Comme Luc Sindjoun, Jean-Claude Ayem intègre le ministère, d’abord en tant que chargé d’études. “Benson”, Sindjoun et Ayem forme alors la garde rapprochée intellectuelle d’Atangana Mebara. Ils sont ses relais dans le monde intellectuel de l’université. En 2002, lorsque le ministre est appelé à la présidence pour occuper le poste de secrétaire général, ils suivent donc également rapidement le mouvement vers Etoudi. Jean-Claude Ayem y devient chargé de mission sur les affaires économiques, et ne quittera plus le palais présidentiel. Lorsque Jean-Marie Atangana Mebara quitte les lieux pour devenir ministre des Affaires étrangères au mois de septembre 2006, Ayem reste en poste.

De Mebara à Belinga

« Jean-Claude Ayem s’est très vite rendu indispensable, se souvient l’un de ses amis. Son esprit de synthèse collait bien avec la façon de travailler du président. » En 2008, alors que l’ancien secrétaire général Mebara est rattrapé par l’opération anti-corruption Épervier, son ex-protégé n’est pas atteint par la déflagration. Mieux, l’influence du fils de préfet grandit entre les murs d’Etoudi, alors que Martin Belinga Eboutou – Bulu comme lui – prend les rênes du cabinet civil en 2009. « Ils se sont très vite appréciés. C’est Martin Belinga Eboutou qui va achever de l’imposer dans l’entourage proche du chef de l’État », poursuit notre source.

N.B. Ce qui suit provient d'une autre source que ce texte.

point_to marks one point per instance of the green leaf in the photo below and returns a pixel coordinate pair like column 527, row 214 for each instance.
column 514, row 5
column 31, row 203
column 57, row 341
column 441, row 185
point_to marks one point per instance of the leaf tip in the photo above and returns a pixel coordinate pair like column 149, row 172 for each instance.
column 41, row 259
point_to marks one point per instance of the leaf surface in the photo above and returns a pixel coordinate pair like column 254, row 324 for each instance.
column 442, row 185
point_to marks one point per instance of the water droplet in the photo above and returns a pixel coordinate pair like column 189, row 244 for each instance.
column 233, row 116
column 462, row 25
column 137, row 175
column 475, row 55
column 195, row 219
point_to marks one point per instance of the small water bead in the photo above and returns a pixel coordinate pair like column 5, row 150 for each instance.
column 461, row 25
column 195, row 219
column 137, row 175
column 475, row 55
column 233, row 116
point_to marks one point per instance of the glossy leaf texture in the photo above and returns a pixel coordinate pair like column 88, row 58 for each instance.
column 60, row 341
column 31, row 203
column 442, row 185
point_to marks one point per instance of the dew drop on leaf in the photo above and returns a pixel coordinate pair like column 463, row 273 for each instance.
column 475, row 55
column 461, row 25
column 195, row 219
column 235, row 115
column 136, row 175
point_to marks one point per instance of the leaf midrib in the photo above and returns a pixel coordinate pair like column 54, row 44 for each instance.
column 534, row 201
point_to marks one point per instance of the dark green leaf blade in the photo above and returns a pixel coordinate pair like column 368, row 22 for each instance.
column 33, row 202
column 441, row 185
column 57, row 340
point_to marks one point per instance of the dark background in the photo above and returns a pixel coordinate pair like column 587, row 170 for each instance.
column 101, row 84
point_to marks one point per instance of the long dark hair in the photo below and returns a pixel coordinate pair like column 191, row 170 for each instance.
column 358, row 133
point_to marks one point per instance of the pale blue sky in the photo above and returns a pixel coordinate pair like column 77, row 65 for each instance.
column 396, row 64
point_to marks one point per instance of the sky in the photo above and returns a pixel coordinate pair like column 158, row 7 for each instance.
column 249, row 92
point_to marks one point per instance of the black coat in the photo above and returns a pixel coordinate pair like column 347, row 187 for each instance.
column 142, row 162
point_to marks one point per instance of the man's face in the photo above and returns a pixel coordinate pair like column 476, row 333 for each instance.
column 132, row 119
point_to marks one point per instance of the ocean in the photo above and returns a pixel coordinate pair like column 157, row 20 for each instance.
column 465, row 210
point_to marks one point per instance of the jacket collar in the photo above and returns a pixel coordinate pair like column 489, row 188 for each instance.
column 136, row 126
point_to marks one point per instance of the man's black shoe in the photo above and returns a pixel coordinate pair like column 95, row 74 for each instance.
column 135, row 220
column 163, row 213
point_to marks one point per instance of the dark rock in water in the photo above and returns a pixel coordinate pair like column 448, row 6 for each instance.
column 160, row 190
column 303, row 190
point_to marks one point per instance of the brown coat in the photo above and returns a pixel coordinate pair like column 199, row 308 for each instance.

De 2005 à 2015, Jean-Claude Ayem peut également compter sur l’amitié au palais de l’ancien recteur de la faculté des sciences économiques de Yaoundé, Séraphin Magloire Fouda – chargé des affaires économiques au secrétariat général puis secrétaire général adjoint, il officie aujourd’hui à la primature. Il est encore plus proche de Camille Ekindi, nommé directeur général du Crédit foncier mais ancien de la présidence, où il a conservé de solides connexions. « Ayem n’est pas quelqu’un du sérail, au sens politique du terme. Ses amitiés lui ont néanmoins permis de s’imposer. Sans elles, même s’il est compétent sur ses dossiers, il n’aurait pas obtenu la même influence », confie un proche.

De tous les dossiers

Ces dernières années, Jean-Claude Ayem ferait quasiment figure de super-ministre de l’Économie et des Finances, faisant de l’ombre à des personnalités comme Louis-Paul Motaze ou Alamine Ousmane Mey, qui se trouvent parfois réduits à appliquer – sur instructions du chef de l’État – des orientations qu’il a décidées. Depuis le secrétariat général, il a ainsi piloté en sous-main les dossiers de la dernière Coupe d’Afrique des nations (CAN) et du Covid-19. Il a aussi été appelé à la rescousse pour administrer des entreprises publiques en tant que président du conseil (la compagnie aérienne Camair-Co et la centrale hydroélectrique de Nachtigal) ou « simple » membre (la Sonamines ou encore l’opérateur Camtel).

Entorse à son habituelle discrétion, son nom a récemment été cité dans les enquêtes judiciaires entourant la gestion des fonds liées à la gestion de la pandémie de Covid-19. Comme nombre d’autres ministres, il a été entendu par les enquêteurs sans que cela n’augure forcément de poursuites judiciaires à venir. « Nous l’avons entendu comme témoin, en tant que principale autorité technique du dossier depuis le secrétariat général de la présidence », confirme une source proche de l’enquête. L’économiste doit-il craindre de sortir de l’ombre ? « Comme il est un cadre important du secrétariat général, il pâtit forcément du climat délétère autour de Ferdinand Ngoh Ngoh« , juge un proche.

« C’est une tour de contrôle dans le secteur de l’économie et des participations de l’État. Dans les conseils d’administration, il est donc vu comme l’œil de Paul Biya mais aussi de Ferdinand Ngoh Ngoh », analyse un proche d’Etoudi. En poste depuis 2011 en tant que secrétaire général de la présidence, Ngoh Ngoh s’est en effet bien gardé de l’écarter. « Tout puissant soit-il, il a compris qu’il fallait composer avec Ayem et qu’il valait mieux être son allié », sourit un ami de l’économiste. Et d’ajouter : « C’est l’un des hommes en qui Paul Biya a toute confiance. Tant que cela durera, il restera intouchable. » Et le Mont-Fébé conservera son plus fidèle client.